Upstream regulator DGH has put in a strong note of dissent against the Vijay Kelkar Committee suggestion to continue the present regime of allowing oil and gas producers to recover costs before paying the government its share.
The Director General of Hydrocarbons, R N Choubey, who was part of the Kelkar Committee, said in the note that the panel had exceeded its brief and quoted data that had no attributable author or source.
Sources with direct knowledge of the development said the panel, in Chapter 2 of its report, recommended continuation of the present production sharing contract (PSC) framework for the oil and gas sector, which allows for cost recovery by exploration and production (E&P) companies before they pay the government its share.
This was in contrast to the suggestion by the Prime Minister-appointed Rangarajan Committee to shift to a revenue-sharing model that would require companies to share a biddable amount of oil or gas output with the government from the first day of production, irrespective of cost.
Sources said Choubey in the note pointed out that the Oil Ministry had initially asked the Kelkar panel to review the recommendation of the Rangarajan committee but later withdrew that from the terms of reference.

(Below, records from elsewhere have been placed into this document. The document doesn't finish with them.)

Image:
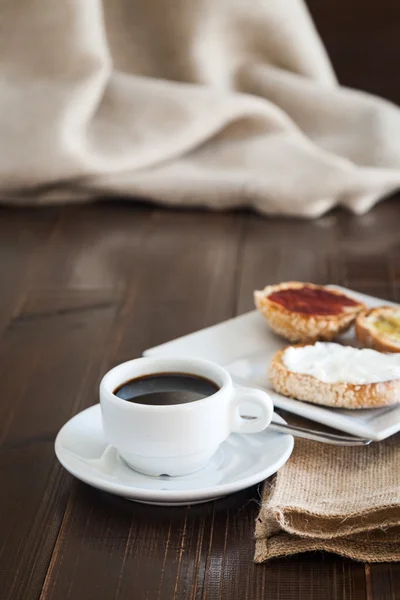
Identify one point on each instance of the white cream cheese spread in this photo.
(333, 363)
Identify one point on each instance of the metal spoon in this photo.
(319, 436)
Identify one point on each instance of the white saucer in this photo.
(241, 461)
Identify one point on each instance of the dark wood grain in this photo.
(103, 283)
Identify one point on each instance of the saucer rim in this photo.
(168, 496)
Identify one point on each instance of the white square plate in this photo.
(245, 345)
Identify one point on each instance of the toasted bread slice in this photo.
(303, 312)
(379, 328)
(322, 383)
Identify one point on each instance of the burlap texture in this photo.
(339, 499)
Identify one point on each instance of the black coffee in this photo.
(164, 389)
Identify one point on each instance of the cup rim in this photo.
(107, 394)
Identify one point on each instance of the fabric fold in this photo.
(207, 103)
(339, 499)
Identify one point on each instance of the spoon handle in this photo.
(319, 436)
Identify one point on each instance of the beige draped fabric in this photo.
(214, 103)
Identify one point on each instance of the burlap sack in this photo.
(339, 499)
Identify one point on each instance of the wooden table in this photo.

The Kelkar panel, which was essentially asked to suggest ways to increase oil and gas output, also said there was little incentive for investors to “gold plate” costs or go for “wilful under-production,” an apparent reference to the controversy around cost escalation at Reliance Industries’ KG-D6 field and production falling below target.
Kelkar, who was Oil Secretary from 1995 to 1997, submitted the first part of his report last week.
Choubey, sources said, was of the view that since the review of the Rangarajan panel report was outside its purview, the Kelkar Committee should not have included Chapter 2.
Incidentally, an association of oil and gas operators such as RIL and BP have opposed dumping the cost-recovery model in favour of the revenue-sharing framework.
Choubey also contested the Kelkar panel conclusion that developing projects under the PSC regime would result in an additional 7 billion barrels of oil equivalent compared with the revenue regime, saying it wasn’t clear how and who made these calculations.
Incidentally, Chapter 2, which concludes that “There is little incentive for the investor (i) to ‘gold plate’ or (ii) for wilful under–production,” is not mentioned in the committee’s executive summary.